Le marché Kirotti, épicentre d’activités commerciales et sociales dans la commune de Lambayi, n’est plus que décombres. Ce lundi 22 décembre, sous l’œil incrédule des occupants, les bulldozers ont réduit en miettes les zones dites « de débauche » et les chambres de passage. Cette démolition, présentée comme une opération d’assainissement, laisse un goût amer et soulève des questions sur la gestion de ce site.
Un administrateur au cœur des critiques
Dans ce chaos, un nom revient avec insistance : celui de l’administrateur général du marché, connu sous le sobriquet de « Trois Pièces ». Les accusations pleuvent, dessinant le portrait d’un homme qui aurait tiré profit des lieux désormais détruits.
Mariame Oury Sow, l’une des nombreuses victimes de cette expulsion, dénonce un système lucratif et opaque : « Ici, c’est « Trois Pièces » qui posait problème. Il louait des chambres de passage à 35 000 GNF de l’heure et encaissait les revenus des magasins. Pour ouvrir une boutique, il fallait payer jusqu’à un million de GNF. » Cette gestion, qualifiée d’arbitraire par plusieurs occupants, suscite l’indignation, tout comme les promesses non tenues de stabilité.
Kamissa Touré, installée depuis plus de dix ans, exprime sa colère : « Nous avons payé pour rester, mais aujourd’hui, nous sommes chassés. L’administrateur nous avait assuré qu’il n’y aurait pas de déguerpissement. Nous vivons sans eau, sans douches, dans des conditions insalubres. »

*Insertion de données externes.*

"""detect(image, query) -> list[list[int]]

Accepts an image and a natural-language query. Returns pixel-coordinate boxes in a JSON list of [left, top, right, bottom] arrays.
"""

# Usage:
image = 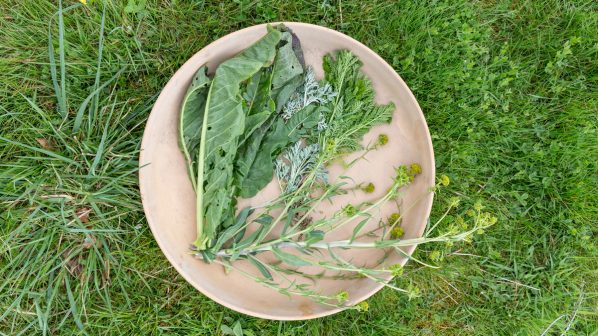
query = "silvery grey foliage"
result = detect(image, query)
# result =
[[282, 67, 337, 121], [274, 141, 328, 193]]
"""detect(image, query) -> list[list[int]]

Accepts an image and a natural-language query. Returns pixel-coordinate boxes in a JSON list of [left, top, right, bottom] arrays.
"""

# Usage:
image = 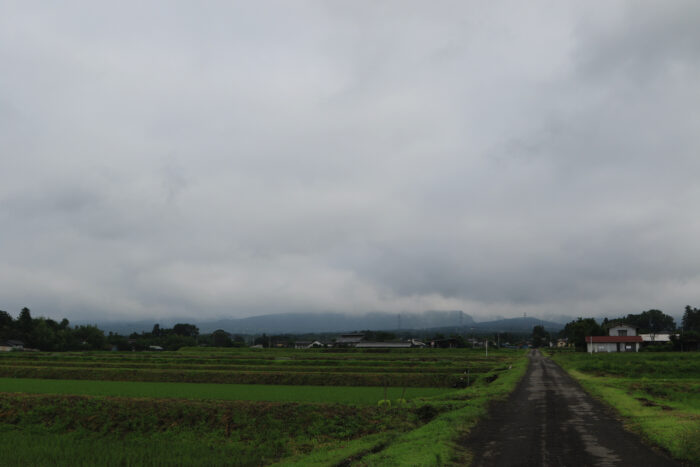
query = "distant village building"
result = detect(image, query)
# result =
[[335, 333, 365, 347], [294, 341, 324, 349], [586, 324, 643, 353], [0, 339, 24, 352]]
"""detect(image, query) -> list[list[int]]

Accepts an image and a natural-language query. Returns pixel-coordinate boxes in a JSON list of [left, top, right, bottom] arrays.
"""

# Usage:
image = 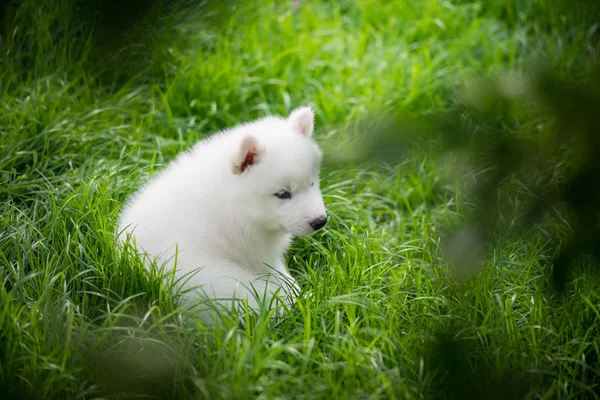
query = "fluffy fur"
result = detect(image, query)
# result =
[[118, 107, 327, 314]]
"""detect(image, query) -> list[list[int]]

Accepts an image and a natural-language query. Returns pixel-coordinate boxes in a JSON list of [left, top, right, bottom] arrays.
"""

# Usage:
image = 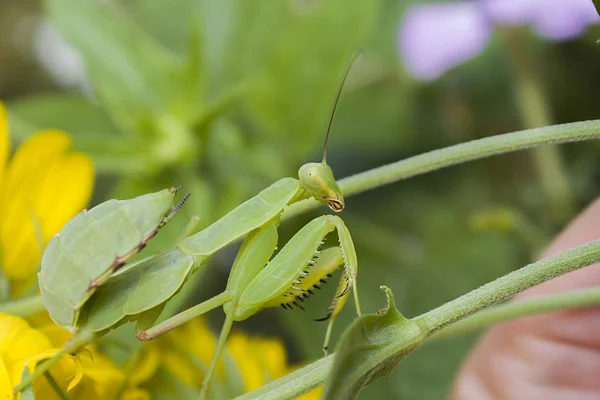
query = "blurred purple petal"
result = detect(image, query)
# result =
[[480, 0, 600, 40], [480, 0, 540, 25], [533, 0, 600, 40], [398, 2, 492, 80]]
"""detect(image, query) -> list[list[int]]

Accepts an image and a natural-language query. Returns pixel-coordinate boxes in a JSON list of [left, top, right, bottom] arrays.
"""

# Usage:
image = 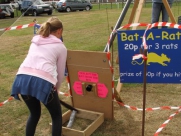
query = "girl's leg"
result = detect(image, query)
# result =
[[45, 90, 62, 136], [21, 95, 41, 136]]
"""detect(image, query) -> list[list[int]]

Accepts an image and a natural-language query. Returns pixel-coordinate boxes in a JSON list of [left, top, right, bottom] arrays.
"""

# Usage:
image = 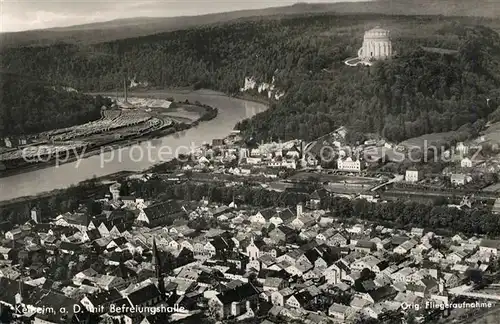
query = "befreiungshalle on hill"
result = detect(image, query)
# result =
[[0, 14, 500, 141]]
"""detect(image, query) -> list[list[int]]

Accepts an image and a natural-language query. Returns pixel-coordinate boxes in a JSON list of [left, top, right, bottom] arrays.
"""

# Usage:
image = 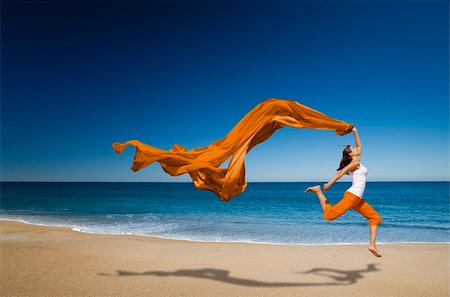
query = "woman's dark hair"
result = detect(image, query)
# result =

Une expulsion sans préavis, des vies bouleversées
Pour beaucoup, comme Fatoumata Diallo, l’évacuation brutale a été un véritable choc. « Je vis ici depuis trois ans et je paie un loyer de 250 000 GNF. Ce matin, on nous a expulsés sans avertissement. Ils disent que nous sommes des délinquants, mais c’est faux. Nous réclamons des logements sociaux pour nous reconstruire. »
Ces témoignages mettent en lumière l’absence de mesures d’accompagnement pour des familles déjà fragilisées. L’image des ruines laissées par les machines contraste cruellement avec les attentes de ceux qui y vivaient et y travaillaient.
Une opération qui divise
Pendant que les victimes appellent à un sursis pour se réinstaller, les autorités semblent déterminées à poursuivre l’opération dans d’autres zones similaires. Le silence de l’administrateur général face aux accusations ajoute à la colère et à l’incompréhension des déplacés.
En toile de fond, cette démolition pose une question cruciale : à qui profite vraiment cette opération ? Si la lutte contre les pratiques illicites est nécessaire, elle ne doit pas se faire au détriment des plus vulnérables. L’absence de solutions de relogement et la brutalité de l’intervention témoignent d’une gestion qui manque de vision sociale.